【128ページ】 「トッドは続けるよ」 ジックがいった。
「それなら、よほどの愚か者だわ」 怒り、軽蔑、敵意の入りまじった口調であった。
「そうさ」 私がいった。「当節は、悪を正そうとする者は、みんなばかなんだ。
介入しない、関係しない、責任を感じない方が、はるかに利口だ。おれは、ほんとうは、ヒースロウのあの屋根裏で、
人のことなんか気にかけずに無事安全に絵を描いていて、ドナルドがどうなろうと、放っておくべきなんだ。
その方がはるかに利口であることは、おれも認める。問題は、おれには、なんとしてもそれができないことなのだ。
地獄のような苦しみを味わっているのがわかる。黙って背を向けることなど、どうしてできよう?
とくに、彼を救い出す可能性があるのに。成功しないかもしれない、それはたしかだ、しかし、
努力してみないでいることは、おれにとって、絶対に耐えられないことなのだ」
素晴らしい。まったく同感です。小説だから、と言われてしまえばそれまでですが、現代日本にもぴったり当てはまります。

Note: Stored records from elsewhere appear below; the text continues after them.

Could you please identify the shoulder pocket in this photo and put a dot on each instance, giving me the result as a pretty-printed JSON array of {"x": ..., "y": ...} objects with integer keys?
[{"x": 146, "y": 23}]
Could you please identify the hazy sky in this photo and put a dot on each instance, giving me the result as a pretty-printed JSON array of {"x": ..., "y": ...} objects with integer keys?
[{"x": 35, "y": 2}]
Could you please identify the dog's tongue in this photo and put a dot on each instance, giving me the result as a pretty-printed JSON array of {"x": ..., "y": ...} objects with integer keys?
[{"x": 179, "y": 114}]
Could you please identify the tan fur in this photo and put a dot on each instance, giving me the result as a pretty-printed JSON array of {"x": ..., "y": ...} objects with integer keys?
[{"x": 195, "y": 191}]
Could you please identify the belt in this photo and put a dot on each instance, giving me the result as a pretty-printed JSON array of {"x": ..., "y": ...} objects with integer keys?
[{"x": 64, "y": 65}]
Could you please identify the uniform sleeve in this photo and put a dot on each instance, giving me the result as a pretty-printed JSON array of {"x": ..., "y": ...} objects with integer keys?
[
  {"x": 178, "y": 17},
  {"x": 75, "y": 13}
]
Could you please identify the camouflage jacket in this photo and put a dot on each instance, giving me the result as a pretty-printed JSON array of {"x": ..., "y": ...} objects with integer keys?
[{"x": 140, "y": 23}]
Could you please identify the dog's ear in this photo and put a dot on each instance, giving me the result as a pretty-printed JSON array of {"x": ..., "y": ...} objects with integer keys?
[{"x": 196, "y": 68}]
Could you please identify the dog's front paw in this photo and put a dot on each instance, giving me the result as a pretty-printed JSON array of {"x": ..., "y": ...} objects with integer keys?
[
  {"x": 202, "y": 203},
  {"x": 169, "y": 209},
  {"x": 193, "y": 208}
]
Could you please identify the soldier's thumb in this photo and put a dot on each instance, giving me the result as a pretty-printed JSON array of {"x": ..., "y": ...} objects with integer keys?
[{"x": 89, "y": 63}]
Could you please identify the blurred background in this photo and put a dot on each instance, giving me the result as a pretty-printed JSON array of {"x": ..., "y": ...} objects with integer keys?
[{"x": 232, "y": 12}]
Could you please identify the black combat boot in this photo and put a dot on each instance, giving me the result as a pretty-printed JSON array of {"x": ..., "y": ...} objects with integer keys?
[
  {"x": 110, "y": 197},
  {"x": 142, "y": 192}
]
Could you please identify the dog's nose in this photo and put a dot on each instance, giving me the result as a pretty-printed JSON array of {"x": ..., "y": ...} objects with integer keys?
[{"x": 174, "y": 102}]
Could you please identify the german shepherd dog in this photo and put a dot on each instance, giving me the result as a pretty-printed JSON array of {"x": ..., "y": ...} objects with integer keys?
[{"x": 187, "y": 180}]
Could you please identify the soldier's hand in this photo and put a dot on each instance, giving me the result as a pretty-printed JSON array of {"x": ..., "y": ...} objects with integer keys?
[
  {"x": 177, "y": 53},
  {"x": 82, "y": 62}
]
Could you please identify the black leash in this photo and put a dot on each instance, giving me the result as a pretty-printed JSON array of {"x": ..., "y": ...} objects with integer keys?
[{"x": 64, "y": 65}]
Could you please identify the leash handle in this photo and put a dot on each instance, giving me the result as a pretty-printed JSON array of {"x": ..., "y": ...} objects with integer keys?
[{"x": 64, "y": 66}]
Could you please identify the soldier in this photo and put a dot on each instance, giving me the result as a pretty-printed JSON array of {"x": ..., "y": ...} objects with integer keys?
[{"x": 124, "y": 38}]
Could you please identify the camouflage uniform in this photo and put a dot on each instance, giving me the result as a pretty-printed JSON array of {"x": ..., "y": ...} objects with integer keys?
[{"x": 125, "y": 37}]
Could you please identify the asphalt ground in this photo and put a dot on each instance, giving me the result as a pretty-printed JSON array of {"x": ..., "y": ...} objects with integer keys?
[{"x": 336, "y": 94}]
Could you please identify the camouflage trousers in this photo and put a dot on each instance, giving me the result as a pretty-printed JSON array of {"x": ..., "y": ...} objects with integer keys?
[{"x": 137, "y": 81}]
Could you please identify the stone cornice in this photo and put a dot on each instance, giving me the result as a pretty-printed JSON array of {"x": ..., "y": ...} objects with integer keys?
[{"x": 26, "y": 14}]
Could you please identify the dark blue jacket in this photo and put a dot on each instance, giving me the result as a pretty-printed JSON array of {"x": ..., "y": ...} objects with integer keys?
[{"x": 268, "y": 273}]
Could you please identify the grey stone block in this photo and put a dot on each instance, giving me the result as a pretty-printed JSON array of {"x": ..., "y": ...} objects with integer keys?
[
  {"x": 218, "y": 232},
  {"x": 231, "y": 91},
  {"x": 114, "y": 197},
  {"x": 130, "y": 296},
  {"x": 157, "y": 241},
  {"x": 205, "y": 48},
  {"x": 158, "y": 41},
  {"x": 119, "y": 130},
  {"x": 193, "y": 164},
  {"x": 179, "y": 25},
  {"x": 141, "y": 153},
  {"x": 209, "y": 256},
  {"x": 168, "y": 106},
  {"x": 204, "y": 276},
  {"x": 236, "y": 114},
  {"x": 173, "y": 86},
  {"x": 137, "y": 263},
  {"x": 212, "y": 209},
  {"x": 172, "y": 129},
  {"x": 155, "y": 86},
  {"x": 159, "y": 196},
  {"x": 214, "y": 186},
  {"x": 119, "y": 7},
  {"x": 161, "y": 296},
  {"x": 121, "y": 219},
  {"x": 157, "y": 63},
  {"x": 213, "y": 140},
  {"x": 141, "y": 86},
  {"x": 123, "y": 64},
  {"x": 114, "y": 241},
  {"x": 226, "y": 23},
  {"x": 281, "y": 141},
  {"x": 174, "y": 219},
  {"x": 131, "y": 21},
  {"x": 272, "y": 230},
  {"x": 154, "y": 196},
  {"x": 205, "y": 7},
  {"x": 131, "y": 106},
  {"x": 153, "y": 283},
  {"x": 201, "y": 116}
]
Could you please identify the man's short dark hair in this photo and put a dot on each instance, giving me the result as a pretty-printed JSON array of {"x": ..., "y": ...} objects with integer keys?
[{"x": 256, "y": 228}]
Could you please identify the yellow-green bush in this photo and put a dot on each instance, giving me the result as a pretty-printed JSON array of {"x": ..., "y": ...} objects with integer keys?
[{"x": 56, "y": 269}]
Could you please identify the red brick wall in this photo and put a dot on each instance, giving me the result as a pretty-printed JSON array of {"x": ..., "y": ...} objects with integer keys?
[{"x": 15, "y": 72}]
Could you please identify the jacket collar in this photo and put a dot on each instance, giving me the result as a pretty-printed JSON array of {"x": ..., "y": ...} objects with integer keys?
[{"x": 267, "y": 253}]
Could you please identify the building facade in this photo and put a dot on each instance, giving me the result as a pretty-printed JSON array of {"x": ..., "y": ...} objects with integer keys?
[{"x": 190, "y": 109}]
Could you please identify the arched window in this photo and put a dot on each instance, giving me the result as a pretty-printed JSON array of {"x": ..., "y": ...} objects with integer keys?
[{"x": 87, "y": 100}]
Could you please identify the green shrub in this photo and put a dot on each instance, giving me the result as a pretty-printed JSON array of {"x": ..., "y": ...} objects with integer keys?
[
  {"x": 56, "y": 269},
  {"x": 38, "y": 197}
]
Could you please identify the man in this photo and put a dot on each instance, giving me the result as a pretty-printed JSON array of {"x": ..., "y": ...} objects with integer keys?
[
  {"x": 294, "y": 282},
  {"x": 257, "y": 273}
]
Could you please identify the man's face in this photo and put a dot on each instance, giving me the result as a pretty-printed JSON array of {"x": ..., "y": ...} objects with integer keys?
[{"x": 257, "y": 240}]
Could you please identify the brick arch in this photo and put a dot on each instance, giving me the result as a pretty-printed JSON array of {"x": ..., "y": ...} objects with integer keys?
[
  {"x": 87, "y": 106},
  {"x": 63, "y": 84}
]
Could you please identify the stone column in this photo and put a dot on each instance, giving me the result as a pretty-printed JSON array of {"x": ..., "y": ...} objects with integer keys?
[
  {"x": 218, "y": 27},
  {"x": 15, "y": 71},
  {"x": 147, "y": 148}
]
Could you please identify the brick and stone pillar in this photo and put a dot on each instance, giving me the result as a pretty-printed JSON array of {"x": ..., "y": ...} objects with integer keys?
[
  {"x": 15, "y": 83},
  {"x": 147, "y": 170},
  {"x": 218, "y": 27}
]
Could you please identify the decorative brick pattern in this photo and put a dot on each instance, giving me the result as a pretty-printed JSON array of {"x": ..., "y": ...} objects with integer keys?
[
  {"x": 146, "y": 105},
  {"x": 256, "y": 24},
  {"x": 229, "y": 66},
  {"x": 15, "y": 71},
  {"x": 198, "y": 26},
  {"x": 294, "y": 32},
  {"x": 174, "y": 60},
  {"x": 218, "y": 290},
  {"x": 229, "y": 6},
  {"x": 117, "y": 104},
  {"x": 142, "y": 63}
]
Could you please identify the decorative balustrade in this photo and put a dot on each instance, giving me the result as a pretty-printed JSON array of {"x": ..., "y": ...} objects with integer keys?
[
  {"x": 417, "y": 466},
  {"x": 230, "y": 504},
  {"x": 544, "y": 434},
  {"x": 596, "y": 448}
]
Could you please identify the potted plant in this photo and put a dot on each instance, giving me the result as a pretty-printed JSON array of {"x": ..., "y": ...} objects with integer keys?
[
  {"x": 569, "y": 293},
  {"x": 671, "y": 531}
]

当節、利口な大人ばかりで、子供が悪さしていても注意しないのが当たり前、
自分が損をすることだけは何が何でも避けなければならない……が、しかし! 「情けは人のためならず」。
少しでも、この主人公のように振る舞いたい。誰かに強要されるのではなくて自分の意志で。
「人情」という古くさい価値観を、なくしたくはないものです。